«Самое страшное наказание для йолна, – подумала она, – это одиночество».
Следующую ночь они провели, разведя костер в лесу неподалеку от берега. Йиргем подвесил над огнем небольшой котелок с набранной в Арно водой и дал ей закипеть.
– Ты действительно думаешь, что это поможет? – спросила Гйол.

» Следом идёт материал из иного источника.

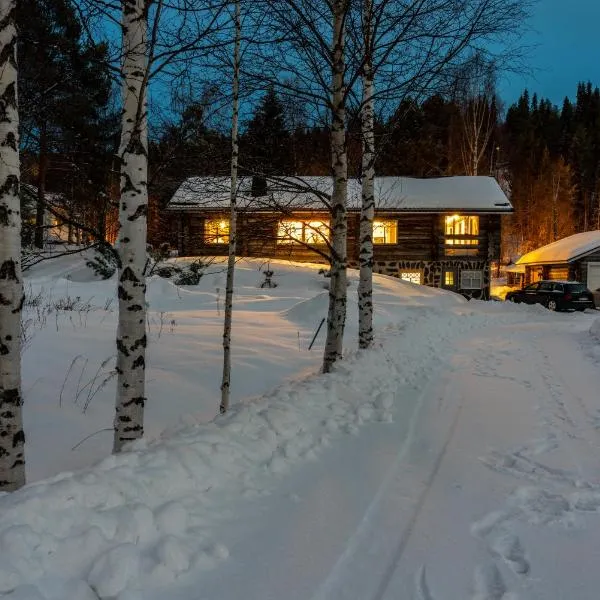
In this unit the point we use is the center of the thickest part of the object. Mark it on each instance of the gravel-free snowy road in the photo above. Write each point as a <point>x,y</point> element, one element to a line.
<point>486,486</point>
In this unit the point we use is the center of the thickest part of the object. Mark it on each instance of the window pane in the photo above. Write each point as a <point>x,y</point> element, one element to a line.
<point>316,232</point>
<point>289,232</point>
<point>459,225</point>
<point>385,232</point>
<point>471,280</point>
<point>296,232</point>
<point>216,231</point>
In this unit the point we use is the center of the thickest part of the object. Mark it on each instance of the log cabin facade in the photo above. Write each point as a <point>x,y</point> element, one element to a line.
<point>442,233</point>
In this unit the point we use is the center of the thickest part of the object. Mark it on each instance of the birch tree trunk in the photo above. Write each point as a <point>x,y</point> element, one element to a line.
<point>336,317</point>
<point>12,438</point>
<point>226,381</point>
<point>40,213</point>
<point>131,332</point>
<point>367,212</point>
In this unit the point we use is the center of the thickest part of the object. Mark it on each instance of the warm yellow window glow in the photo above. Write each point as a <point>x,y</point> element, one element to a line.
<point>412,276</point>
<point>216,231</point>
<point>385,232</point>
<point>457,225</point>
<point>299,232</point>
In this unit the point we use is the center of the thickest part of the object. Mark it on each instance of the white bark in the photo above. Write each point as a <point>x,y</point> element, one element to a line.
<point>367,212</point>
<point>336,317</point>
<point>12,438</point>
<point>226,380</point>
<point>131,333</point>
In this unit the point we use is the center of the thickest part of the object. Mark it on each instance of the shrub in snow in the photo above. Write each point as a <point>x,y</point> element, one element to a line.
<point>104,263</point>
<point>192,274</point>
<point>595,329</point>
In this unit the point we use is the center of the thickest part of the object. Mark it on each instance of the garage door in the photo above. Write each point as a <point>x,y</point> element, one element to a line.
<point>593,276</point>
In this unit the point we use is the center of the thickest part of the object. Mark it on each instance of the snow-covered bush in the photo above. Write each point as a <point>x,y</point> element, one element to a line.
<point>191,274</point>
<point>104,263</point>
<point>595,329</point>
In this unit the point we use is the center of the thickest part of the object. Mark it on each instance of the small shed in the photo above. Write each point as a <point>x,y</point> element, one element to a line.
<point>575,258</point>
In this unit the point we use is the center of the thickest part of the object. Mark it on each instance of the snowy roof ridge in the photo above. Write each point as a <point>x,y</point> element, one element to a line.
<point>566,250</point>
<point>409,194</point>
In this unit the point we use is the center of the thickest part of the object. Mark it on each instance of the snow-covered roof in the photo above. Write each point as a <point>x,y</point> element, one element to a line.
<point>515,269</point>
<point>444,194</point>
<point>566,250</point>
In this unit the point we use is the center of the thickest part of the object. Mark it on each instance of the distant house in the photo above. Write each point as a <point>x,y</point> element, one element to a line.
<point>576,258</point>
<point>439,232</point>
<point>515,275</point>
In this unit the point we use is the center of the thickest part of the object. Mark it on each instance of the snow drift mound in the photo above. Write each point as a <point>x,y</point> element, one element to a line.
<point>308,311</point>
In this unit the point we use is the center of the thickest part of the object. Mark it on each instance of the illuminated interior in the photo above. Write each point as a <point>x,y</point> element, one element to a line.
<point>385,232</point>
<point>216,231</point>
<point>412,276</point>
<point>307,232</point>
<point>460,225</point>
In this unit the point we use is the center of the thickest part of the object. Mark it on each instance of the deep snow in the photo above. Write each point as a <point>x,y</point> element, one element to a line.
<point>471,470</point>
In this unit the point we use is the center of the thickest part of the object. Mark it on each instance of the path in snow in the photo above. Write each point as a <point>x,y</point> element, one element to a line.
<point>486,487</point>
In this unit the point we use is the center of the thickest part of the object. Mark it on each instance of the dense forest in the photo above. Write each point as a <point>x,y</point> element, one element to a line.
<point>546,157</point>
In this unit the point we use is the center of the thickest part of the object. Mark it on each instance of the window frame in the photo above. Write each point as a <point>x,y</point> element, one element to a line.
<point>393,227</point>
<point>418,272</point>
<point>464,243</point>
<point>219,221</point>
<point>305,238</point>
<point>468,273</point>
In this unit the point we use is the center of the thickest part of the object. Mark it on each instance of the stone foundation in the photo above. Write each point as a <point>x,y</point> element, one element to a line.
<point>433,272</point>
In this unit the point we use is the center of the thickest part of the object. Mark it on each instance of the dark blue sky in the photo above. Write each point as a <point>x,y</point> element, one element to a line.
<point>568,51</point>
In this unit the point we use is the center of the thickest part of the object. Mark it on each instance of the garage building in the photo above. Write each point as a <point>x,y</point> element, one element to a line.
<point>575,258</point>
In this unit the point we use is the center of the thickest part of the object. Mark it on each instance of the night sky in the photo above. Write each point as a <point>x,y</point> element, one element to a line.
<point>568,51</point>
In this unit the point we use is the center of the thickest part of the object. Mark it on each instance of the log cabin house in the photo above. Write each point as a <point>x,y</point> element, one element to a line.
<point>442,232</point>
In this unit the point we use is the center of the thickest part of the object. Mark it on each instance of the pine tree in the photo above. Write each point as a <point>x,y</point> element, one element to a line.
<point>64,86</point>
<point>267,142</point>
<point>12,438</point>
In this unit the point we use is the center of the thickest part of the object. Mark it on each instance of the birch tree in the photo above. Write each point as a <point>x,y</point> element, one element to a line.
<point>133,153</point>
<point>336,315</point>
<point>226,379</point>
<point>367,213</point>
<point>12,438</point>
<point>160,40</point>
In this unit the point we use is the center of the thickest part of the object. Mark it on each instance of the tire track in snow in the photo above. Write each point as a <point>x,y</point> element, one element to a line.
<point>329,588</point>
<point>394,562</point>
<point>539,504</point>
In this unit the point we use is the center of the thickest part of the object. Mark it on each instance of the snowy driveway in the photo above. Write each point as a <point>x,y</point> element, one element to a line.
<point>486,486</point>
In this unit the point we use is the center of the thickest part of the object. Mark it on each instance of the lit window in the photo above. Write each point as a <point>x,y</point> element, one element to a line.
<point>302,232</point>
<point>385,232</point>
<point>449,278</point>
<point>216,231</point>
<point>471,280</point>
<point>412,276</point>
<point>462,231</point>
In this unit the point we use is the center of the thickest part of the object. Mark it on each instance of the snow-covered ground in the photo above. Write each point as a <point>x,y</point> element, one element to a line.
<point>457,459</point>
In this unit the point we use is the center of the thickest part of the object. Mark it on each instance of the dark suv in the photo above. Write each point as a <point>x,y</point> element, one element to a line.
<point>555,295</point>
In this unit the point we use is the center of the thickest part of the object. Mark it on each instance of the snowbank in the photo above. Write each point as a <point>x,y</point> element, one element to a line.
<point>141,519</point>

– Не повредит, – пожал плечами Йиргем. – Ведь и люди стараются, когда могут, не пить воду из городских рек – пьют пиво или разбавленное вино, каким бы отвратительным оно ни было. Они просто не знают, что воду можно вскипятить, чтобы уменьшить опасность.
– А почему так, найи́?
– Я не знаю. Некоторые из наших алхимиков считают, что при кипячении вода меняет свойства. Другие говорят, что в воде живут невидимые глазу существа, которые вредны человеческому телу, и что при кипячении они погибают. Но алхимиков среди нас остается все меньше, открыто заниматься алхимией сейчас очень опасно, да и вообще нас становится мало, слишком мало. А те, кто занимались науками, всегда достигали большего вместе, нежели поодиночке.
– Йиргем, – вдруг спросила Гйол, – как ты думаешь, люди все умрут от чумы? Никого не останется?
Йиргем вскинул голову и с удивлением посмотрел на сидящую рядом йолну.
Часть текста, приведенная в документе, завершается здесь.